Association of Protein Expression Levels of Identified Genes with PCA Progression

To test our hypothesis that the ERG signature is reflective of an ERG-mediated transcriptional regulation regardless of ERG status, we analysed the expression levels of the 10 markers in benign, localized and castration-resistant prostate cancer tissue using the progression tissue microarray described above. The mean intensity level for each marker was then plotted relative to disease progression (Fig. 2A). Protein expression of the 10 markers was differentially expressed between several stages of PCA progression, with ANAX4 being significantly downregulated with disease progression (P < 0.001; Table 1).

Figure 2.

Association of markers with prostate cancer progression. (A) Selected images of tissue microarray elements representing IHC analysis of protein levels for the 10 marker genes in benign prostate gland (BEN), localized prostate cancer (PCA) and castration-resistant PCA (CRPCA). Relative levels of proteins as assessed by blinded pathology analysis of tissue microarrays (n = 320 cores) are provided to the right.

ERG-Gene Signature in Relation to Prognosis and Overall Survival of Patients with PCA

As PCA is known to be heterogeneous, we hypothesized that ERG status alone might not be very predictive of patient prognosis, consistent with earlier reports, and that integrating the status of other genes reflective of the downstream effects of ERG-mediated transcription in each tumour sample might improve overall patient prognosis. To validate our signature in other cohorts, the 10-gene signature was represented as a vector of length 10 (reference vector), where the gene has a value of 1 if it is overexpressed and 0 when it is downregulated. To stratify samples based on the signature, the expression of each of the genes across all samples was categorized into high and low expression, and then a vector of length 10 for each sample was constructed (1 for high expression and 0 for low expression). The final step was to find the correlation between the reference vector and the samples' vectors; samples with high correlation (r > 0.5) were considered as ERG1-like and the remainder were considered ERG0-like.

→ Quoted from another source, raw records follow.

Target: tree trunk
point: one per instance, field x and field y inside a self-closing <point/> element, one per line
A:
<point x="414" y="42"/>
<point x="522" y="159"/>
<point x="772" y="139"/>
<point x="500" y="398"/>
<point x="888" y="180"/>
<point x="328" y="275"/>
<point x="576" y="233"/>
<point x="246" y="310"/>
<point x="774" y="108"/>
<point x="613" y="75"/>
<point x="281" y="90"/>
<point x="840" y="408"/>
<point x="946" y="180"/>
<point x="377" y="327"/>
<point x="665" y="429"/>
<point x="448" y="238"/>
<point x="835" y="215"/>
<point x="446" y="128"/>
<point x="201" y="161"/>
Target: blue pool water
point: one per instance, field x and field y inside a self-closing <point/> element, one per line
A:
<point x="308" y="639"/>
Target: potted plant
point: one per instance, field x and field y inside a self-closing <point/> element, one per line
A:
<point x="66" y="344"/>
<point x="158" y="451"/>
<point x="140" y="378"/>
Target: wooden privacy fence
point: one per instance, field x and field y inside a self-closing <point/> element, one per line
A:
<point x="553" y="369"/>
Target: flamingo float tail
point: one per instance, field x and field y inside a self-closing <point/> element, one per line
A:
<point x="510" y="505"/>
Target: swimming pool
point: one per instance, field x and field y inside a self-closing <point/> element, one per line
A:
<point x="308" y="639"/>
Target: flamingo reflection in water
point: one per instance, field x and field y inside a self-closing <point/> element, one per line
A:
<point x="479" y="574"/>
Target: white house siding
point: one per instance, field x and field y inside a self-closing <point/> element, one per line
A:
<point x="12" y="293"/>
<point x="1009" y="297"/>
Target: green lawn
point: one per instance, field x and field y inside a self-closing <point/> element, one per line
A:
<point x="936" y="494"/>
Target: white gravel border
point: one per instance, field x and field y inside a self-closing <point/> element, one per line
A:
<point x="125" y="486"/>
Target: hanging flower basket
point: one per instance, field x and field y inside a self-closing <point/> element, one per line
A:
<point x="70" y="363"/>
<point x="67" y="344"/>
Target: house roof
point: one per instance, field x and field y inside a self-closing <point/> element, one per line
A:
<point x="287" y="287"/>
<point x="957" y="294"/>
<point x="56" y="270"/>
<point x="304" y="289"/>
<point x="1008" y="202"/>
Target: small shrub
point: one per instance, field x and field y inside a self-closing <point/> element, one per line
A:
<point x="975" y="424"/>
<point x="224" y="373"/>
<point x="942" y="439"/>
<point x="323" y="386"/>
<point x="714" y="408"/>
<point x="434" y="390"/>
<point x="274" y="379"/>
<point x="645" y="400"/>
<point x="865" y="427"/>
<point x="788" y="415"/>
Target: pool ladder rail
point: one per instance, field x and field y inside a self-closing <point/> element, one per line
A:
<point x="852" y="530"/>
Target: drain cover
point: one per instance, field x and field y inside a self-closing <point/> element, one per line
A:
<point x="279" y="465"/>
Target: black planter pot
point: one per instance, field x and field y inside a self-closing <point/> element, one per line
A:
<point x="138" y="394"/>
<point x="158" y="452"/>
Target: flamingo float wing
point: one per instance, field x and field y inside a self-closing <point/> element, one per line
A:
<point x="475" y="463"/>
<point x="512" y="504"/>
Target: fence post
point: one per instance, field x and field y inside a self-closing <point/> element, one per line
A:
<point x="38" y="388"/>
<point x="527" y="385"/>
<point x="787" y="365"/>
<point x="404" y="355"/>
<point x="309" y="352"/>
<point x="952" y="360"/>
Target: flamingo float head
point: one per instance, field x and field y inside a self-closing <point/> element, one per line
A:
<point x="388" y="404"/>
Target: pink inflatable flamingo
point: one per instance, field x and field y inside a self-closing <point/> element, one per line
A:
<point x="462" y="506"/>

We first investigated the 10-gene signature using the PHS (physician Health study). Samples were grouped into ERG-1-like and ERG-0-like samples and we assessed their association with cancer lethality. The 10-gene signature was associated with lethal disease with an odds ratio (OR) of 4.33 (95% CI: 1.82–10.3; P < 0.001) compared with ERG status alone: OR = 1.49 (95% CI: 0.68–3.26, P = 0.32). When investigating net reclassification improvement, the 10-gene signature showed significant increases in sensitivity (P = 0.02) and specificity (P = 0.008) for predicting lethal disease compared with GS alone.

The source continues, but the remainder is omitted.